Dazu ist die Strecke selbst überaus abwechslungsreich. Flache Passagen wechseln sich mit bergigen Etappen ab. Mal ist der Weg gut befahrbar und mal ist es ziemlich sandig, so dass ich absteigen und schieben muss. Und wie beim letzten Mal, ist es ganz ruhig. Ich höre eigentlich nur das Knirschen meiner Reifen im Sand und das Klappern meiner Taschen, wenn es auf dem Weg mal allzu holperig wird.
Meinen Zeitplan kann ich halbwegs einhalten. Gegen halb acht komm ich in Maranjab an. Da morgen Freitag ist, ist hier ziemlich viel los. Die Karawanserei ist komplett belegt, so dass im Innenhof auch Zelte aufgebaut werden. Viele Iraner verbringen hier ihr Wochenende. Dazu teffe ich auch einige Touristen aus Deutschland, Österreich, England und Frankreich. Ziemlich international. Hätt ich vorher nie gedacht, da die Karawanserei ja schon recht abgelegen ist. Ich setz mich auf eine Treppe im Innenhof und koch mir erstmal mein Abendessen. Zum Glück kann ich hier auch meine leeren Wasserflaschen auffüllen. Daher gibts zum Abendessen gleich auch noch einen Kaffee. Ich bin erleichtert und froh, dass das so gut geklappt hat und genieße es jetzt einfach hier zu sein. Mitten in der Wüste, in Maranjab.
Ich unterhalte mich lange mit einer Gruppe junger Iraner, die neben mir in einem der Räume Quartier bezogen haben. Sie sind für eine Geburtstagsfeier hergekommen und wollen auf jeden Fall nicht vor 6 Uhr am nächsten Morgen ins Bett gehen. Definitiv zu lang für mich. Denn obwohl ich heute gar nicht so weit gefahren bin, bin ich ziemlich müde. Gegen Mitternacht fahr ich daher ein paar Meter raus in die Wüste, baue mein Zelt auf und schlaf auch gleich ein.

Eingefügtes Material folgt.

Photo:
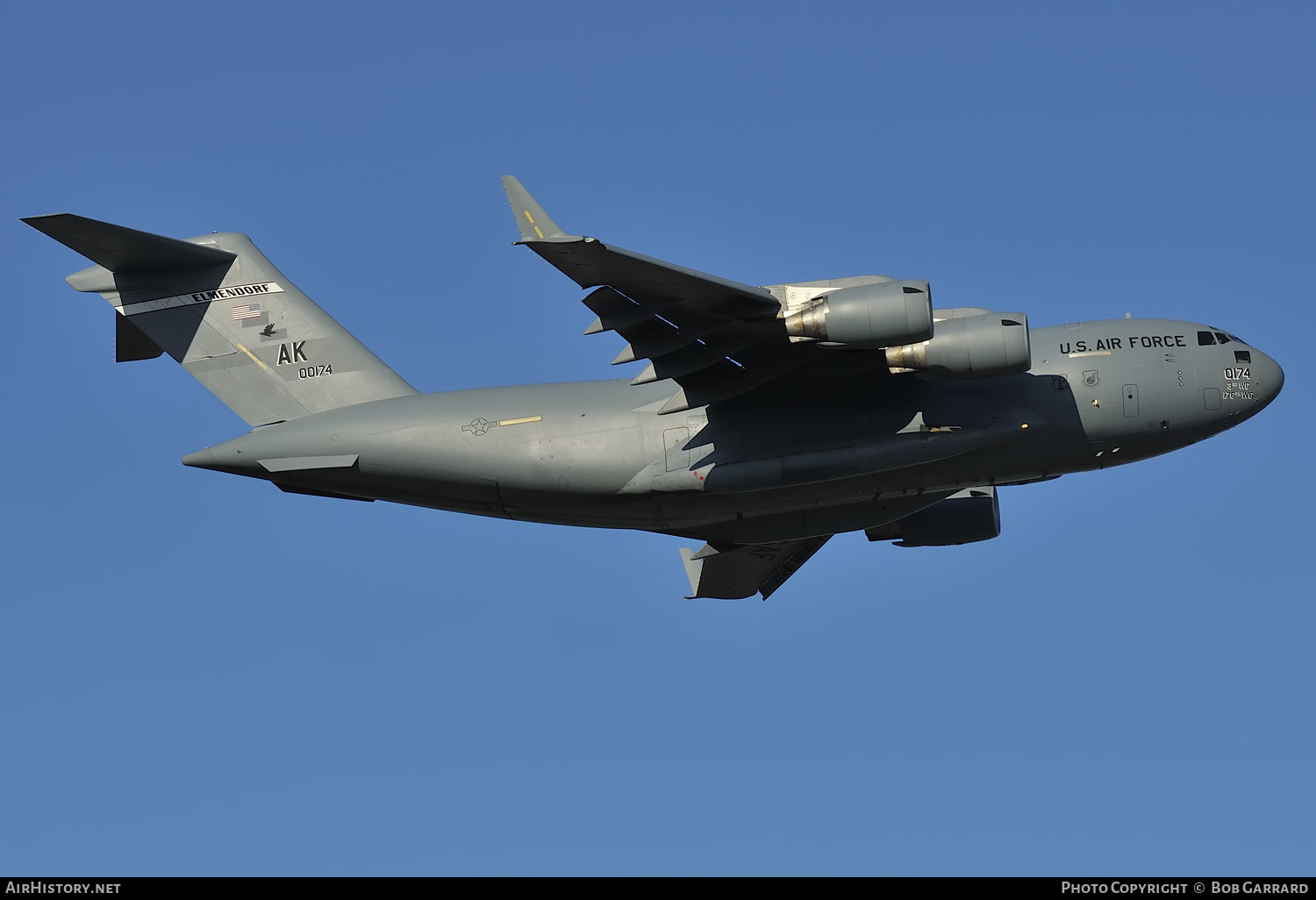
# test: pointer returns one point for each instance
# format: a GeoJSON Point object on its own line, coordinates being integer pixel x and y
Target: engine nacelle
{"type": "Point", "coordinates": [976, 346]}
{"type": "Point", "coordinates": [868, 316]}
{"type": "Point", "coordinates": [962, 518]}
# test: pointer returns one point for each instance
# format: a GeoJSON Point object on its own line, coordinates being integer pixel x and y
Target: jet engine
{"type": "Point", "coordinates": [976, 346]}
{"type": "Point", "coordinates": [962, 518]}
{"type": "Point", "coordinates": [879, 315]}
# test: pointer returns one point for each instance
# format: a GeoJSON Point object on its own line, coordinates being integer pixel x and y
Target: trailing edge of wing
{"type": "Point", "coordinates": [739, 571]}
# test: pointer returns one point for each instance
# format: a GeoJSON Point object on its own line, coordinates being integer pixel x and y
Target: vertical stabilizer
{"type": "Point", "coordinates": [221, 310]}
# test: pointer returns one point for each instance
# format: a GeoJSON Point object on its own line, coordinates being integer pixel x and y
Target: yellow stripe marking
{"type": "Point", "coordinates": [253, 358]}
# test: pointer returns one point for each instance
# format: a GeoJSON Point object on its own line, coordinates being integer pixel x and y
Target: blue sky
{"type": "Point", "coordinates": [203, 675]}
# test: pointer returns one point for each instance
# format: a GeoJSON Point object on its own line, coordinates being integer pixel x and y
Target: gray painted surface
{"type": "Point", "coordinates": [757, 442]}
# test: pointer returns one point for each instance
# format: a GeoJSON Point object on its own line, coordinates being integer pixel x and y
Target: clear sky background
{"type": "Point", "coordinates": [200, 674]}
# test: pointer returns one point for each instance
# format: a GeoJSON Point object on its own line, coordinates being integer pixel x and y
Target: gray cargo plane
{"type": "Point", "coordinates": [766, 420]}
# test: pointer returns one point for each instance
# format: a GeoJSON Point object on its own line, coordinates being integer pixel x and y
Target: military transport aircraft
{"type": "Point", "coordinates": [766, 420]}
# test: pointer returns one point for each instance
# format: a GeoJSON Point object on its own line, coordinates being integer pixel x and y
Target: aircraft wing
{"type": "Point", "coordinates": [740, 570]}
{"type": "Point", "coordinates": [716, 339]}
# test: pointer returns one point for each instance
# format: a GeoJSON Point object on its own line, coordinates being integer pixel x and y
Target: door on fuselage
{"type": "Point", "coordinates": [1131, 400]}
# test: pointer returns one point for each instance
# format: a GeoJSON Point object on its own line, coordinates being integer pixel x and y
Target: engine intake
{"type": "Point", "coordinates": [976, 346]}
{"type": "Point", "coordinates": [868, 316]}
{"type": "Point", "coordinates": [962, 518]}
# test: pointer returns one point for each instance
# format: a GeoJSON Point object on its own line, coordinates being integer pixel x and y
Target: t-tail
{"type": "Point", "coordinates": [223, 311]}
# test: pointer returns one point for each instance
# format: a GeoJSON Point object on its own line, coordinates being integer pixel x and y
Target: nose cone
{"type": "Point", "coordinates": [1268, 376]}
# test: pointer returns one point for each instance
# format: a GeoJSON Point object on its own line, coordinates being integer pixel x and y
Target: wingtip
{"type": "Point", "coordinates": [532, 223]}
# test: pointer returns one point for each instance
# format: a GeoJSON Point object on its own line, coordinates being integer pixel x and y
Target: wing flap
{"type": "Point", "coordinates": [740, 570]}
{"type": "Point", "coordinates": [715, 337]}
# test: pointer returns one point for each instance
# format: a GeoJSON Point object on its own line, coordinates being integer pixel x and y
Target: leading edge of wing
{"type": "Point", "coordinates": [742, 570]}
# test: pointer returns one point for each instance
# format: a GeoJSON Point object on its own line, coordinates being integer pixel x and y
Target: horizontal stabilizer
{"type": "Point", "coordinates": [125, 250]}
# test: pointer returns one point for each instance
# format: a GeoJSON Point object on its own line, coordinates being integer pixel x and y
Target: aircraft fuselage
{"type": "Point", "coordinates": [791, 462]}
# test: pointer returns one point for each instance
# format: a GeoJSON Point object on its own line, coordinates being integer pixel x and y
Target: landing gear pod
{"type": "Point", "coordinates": [965, 518]}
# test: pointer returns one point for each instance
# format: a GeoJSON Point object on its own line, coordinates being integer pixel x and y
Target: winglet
{"type": "Point", "coordinates": [694, 570]}
{"type": "Point", "coordinates": [531, 218]}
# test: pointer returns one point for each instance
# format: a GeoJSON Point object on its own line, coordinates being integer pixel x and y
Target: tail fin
{"type": "Point", "coordinates": [221, 310]}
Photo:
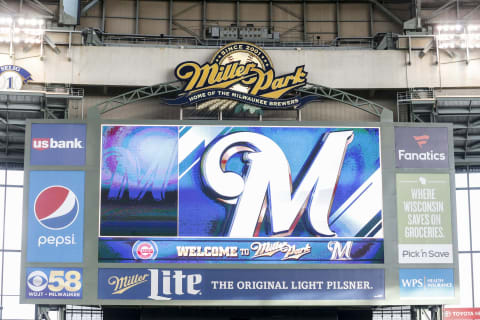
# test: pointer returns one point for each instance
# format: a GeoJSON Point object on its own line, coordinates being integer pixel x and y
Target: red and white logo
{"type": "Point", "coordinates": [144, 250]}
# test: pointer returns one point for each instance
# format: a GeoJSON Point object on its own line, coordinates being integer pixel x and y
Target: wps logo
{"type": "Point", "coordinates": [413, 283]}
{"type": "Point", "coordinates": [144, 250]}
{"type": "Point", "coordinates": [41, 144]}
{"type": "Point", "coordinates": [421, 140]}
{"type": "Point", "coordinates": [56, 207]}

Der nächste Tag beginnt mit einem langen Frühstück am Zelt. Es gibt Haferflocken mit Apfelsaft und ein paar Tassen Kaffee. In Maranjab füll ich dann nochmal meine Wasserflaschen auf und will dann eigentlich gleich weiter. Kaum hab ich aber mein Fahrrad abgestellt, werde ich von einer Gruppe Iraner, die ich gestern Abend kurz getroffen habe, zum Frühstück eingeladen. Es gibt Tee, Brot und eine Soße aus Tomaten, Zwiebeln, Fleisch und Paprika. Wenn ich das richtig erkannt habe. Eine lustige Truppe. Es wird viel gesungen, gelacht und geklatscht. Und schnell wird auch ein Lied vom Mister Mätjus zusammengereimt, der mit dem Fahrrad bis in den Iran gefahren ist und so laut gesungen, dass man das sicher in der ganzen Karawanserei hört. Ich muss die ganze Zeit lachen, obwohl ich ja praktisch nichts verstehe.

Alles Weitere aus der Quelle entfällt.